Dans cet article paru dans le magazine « Dirigeant » du mois de juillet 2011, la chercheur du CNRS, Michela Marzano ( photo), explique que « sans confiance entre les individus, c’est toute la société qui est paralysée ». Comment dans ces conditions morales défavorables envisager l’avenir économique avec sérénité ?
« La perte de confiance, c’est le mal du XXIème siècle ». La philosophe Michela Marzano, chercheur-enseignant à la Sorbonne n’est pas la seule à affirmer ce point de vue lapidaire. De nombreuses enquêtes, et notamment la dernière en date provenant de BVA, montre que les Français sont les plus pessimistes des Européens. La perte généralisée de confiance serait même l’un des traits distinctifs de l’hexagone. Pour la philosophe du CNRS, « sans confiance entre les individus, c’est toute la société qui est paralysée ». Comment dans ces conditions morales défavorables envisager l’avenir économique avec sérénité ?

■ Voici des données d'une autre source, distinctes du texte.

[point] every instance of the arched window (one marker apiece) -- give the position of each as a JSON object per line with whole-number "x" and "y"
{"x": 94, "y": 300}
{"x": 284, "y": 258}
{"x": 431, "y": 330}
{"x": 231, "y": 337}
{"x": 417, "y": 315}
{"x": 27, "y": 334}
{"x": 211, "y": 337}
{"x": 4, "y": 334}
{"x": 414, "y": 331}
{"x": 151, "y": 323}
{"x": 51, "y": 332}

Son essai « Le Contrat de défiance » (Grasset), tente de répondre à la question. Dans ce livre qu’elle aurait préférer titrer « Oser la confiance », la philosophe s’applique à détailler par le menu les causes historiques d’une méfiance qui s’est installée progressivement dans notre société : de la banqueroute de Law (1720) à la crise du prêt interbancaire (2007-2008), de l’égoïsme libéral au doute systématique des théories du complot, du don de soi dans l’amour à la multiplication des conflits juridiques dans la sphère privée de la crainte de tout perdre à l’éloge de la dépendance.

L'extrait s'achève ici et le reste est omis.